To learn more about the First Nations people, sightseers will want to stop by the Museum of Northern British Columbia. Styled after an original longhouse, the museum provides a visual tour of the history and cultural diversity found along the Northwest Coast.
The city itself is a perfect destination for those who love outdoor activities. The surrounding islets, rainforests and waterways offer visitors to Prince Rupert a chance to get out and explore nature in an awe-inspiring setting. One of Prince Rupert’s top attractions is sport fishing, and year-round charters are available to take you out to catch salmon, halibut, lingcod, and even crab and shrimp. If you are less hands-on in the water, try whale watching instead. For those who prefer to stay closer to land, the rainforests around Prince Rupert offer scenic entertainment on hiking and biking trails for the day. Forty-five kilometres northeast of Prince Rupert, visitors will also find the Khutzeymateen Grizzly Bear Sanctuary. This one-of-a-kind wildlife preserve is home to over 50 grizzly bears, the largest population in one place in British Columbia.
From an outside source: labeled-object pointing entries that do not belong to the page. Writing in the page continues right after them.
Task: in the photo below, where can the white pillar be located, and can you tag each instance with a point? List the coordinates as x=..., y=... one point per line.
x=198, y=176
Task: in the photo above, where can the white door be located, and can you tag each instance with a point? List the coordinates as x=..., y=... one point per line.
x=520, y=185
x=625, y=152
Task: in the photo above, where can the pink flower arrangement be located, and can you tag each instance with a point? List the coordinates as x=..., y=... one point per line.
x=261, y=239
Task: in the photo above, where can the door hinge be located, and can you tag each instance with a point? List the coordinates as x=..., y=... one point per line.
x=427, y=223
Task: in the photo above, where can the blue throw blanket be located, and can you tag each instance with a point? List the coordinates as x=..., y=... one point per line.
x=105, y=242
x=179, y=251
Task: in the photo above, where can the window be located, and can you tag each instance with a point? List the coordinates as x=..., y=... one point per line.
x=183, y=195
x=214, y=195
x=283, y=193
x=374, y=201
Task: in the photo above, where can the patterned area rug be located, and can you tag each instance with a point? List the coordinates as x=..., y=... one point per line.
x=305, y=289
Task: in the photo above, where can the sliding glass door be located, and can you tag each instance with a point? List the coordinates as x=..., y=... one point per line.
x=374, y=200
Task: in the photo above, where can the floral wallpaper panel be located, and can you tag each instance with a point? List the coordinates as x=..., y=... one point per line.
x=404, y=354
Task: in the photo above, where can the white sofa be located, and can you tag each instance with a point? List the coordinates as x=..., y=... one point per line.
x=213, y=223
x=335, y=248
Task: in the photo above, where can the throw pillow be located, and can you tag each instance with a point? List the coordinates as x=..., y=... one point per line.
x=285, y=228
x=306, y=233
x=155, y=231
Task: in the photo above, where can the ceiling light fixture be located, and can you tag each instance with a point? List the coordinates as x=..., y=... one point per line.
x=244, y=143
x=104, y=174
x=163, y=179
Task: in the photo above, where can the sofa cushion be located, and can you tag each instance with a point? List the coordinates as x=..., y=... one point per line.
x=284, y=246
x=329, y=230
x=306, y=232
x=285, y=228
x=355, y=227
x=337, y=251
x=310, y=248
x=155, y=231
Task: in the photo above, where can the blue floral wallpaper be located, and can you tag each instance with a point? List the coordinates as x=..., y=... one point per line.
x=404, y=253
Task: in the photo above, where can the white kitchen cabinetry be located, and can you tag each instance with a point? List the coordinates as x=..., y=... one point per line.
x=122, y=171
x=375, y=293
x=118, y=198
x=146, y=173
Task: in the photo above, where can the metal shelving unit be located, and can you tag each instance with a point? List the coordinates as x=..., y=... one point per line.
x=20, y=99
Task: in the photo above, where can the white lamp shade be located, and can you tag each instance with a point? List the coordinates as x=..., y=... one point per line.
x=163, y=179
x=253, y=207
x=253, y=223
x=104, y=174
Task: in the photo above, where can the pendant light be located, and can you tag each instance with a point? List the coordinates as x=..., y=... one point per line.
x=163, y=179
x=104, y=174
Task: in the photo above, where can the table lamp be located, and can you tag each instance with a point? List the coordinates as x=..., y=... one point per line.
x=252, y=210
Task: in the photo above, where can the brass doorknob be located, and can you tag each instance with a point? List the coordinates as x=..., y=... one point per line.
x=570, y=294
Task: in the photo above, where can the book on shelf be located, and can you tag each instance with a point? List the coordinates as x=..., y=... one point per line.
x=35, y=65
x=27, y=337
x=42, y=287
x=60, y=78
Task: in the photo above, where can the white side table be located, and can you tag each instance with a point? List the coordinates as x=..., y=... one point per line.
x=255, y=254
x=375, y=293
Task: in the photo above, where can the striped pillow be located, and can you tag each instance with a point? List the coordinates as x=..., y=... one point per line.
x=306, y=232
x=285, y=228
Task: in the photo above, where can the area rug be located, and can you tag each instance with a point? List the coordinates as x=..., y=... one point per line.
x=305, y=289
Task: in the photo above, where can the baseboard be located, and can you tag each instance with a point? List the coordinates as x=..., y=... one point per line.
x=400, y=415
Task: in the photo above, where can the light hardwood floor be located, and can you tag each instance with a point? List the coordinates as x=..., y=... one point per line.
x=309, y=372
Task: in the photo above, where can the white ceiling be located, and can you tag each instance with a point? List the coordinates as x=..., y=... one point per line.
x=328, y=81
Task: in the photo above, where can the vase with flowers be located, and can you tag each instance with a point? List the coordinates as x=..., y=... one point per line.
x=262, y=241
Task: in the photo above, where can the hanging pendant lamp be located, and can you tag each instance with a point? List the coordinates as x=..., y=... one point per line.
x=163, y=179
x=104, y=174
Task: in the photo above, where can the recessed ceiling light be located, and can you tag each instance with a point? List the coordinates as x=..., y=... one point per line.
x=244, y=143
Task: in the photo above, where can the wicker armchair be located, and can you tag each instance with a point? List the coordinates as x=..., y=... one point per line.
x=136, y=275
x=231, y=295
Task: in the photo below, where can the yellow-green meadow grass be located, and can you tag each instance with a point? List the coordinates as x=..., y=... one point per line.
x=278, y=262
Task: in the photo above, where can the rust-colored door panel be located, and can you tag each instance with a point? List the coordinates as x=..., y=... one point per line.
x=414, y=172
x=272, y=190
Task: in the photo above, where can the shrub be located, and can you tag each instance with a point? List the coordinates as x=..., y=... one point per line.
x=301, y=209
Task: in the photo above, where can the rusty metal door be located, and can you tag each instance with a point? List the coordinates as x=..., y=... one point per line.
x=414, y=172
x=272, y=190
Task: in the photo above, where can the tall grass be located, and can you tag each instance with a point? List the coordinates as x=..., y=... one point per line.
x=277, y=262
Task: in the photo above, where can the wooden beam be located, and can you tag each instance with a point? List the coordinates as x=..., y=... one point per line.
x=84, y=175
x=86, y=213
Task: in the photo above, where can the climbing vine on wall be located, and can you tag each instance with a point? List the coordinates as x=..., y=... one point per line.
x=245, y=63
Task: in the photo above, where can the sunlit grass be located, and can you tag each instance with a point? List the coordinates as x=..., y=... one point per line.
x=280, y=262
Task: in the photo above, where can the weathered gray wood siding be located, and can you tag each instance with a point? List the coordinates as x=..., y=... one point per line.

Several guided tours of the sanctuary are offered each day by boat, floatplane or helicopter, because foot traffic is not allowed inside the borders.
After a long day spent exploring, restaurants in Prince Rupert offers guests a wide range of places to sit down and relax. Many of the best restaurants in Prince Rupert are clustered around Cow Bay. Cow Bay is a tourist hub centred around historic downtown Prince Rupert. Here you will find two top eateries, Cow Bay Café and Opa Sushi. Cow Bay Café boasts a rich, cosy atmosphere and serves home-style dishes and desserts. Opa Sushi is an authentic Japanese sushi restaurant featuring preparations of local, fresh-caught fish. After dinner, many patrons continue their tour of Cow Bay by hearing live music at one of the local bars or visiting one of the local gift and antique shops.